Growing up, a neighbor would have Christmas tree lights, a tree, decorations, and a Christmas card all ready to go the day after Thanksgiving.
It’s not about the decorations.
When I was old enough to send my own Christmas cards, about six years ago, I strived to have the same “urgency” with spreading my holiday cheer. After all, professionally, I am a broadcast journalist. Everything is deadline driven.
So, here I am on the fifth day of December and I don’t have the budget for Christmas cards, Christmas gifts, or anything else that spreads holiday cheer. As much as I’d love to spend tomorrow evening after work sipping some hot chocolate and writing in the Christmas cards I had bought weeks ago, I won’t be.

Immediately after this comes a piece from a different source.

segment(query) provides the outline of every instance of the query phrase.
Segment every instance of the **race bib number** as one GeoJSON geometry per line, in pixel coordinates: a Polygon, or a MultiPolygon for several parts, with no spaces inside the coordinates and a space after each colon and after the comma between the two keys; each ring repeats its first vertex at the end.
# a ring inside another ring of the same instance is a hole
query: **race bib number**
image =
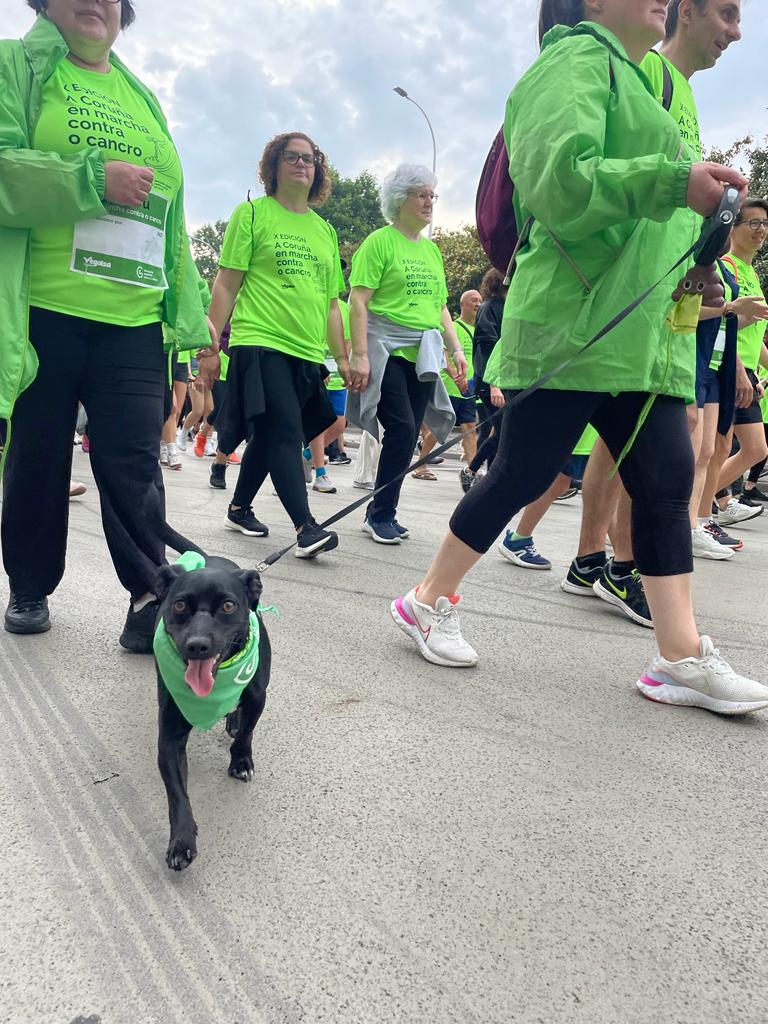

Somewhere between who I once was and who I might have been, I realized that Christmas isn’t about the decorations, or the holiday cards, or all the gifts you think you have to buy. What gift are you giving if you end up in debt? It helps no one.
You might be asking, so, what is the season about?
For me, this year, it’s about loving, and really living, and demonstrating gratitude of tremendous proportion. It’s gratitude extending from the Thanksgiving holiday, that I am afforded the possibility to give, even if it means giving up something else to do it.
To borrow a line from the song from “How the Grinch Stole Christmas,” Faith Hill sings in “Where Are You Christmas:”
“If there is love in your heart and your mind, you will feel like Christmas all the time.”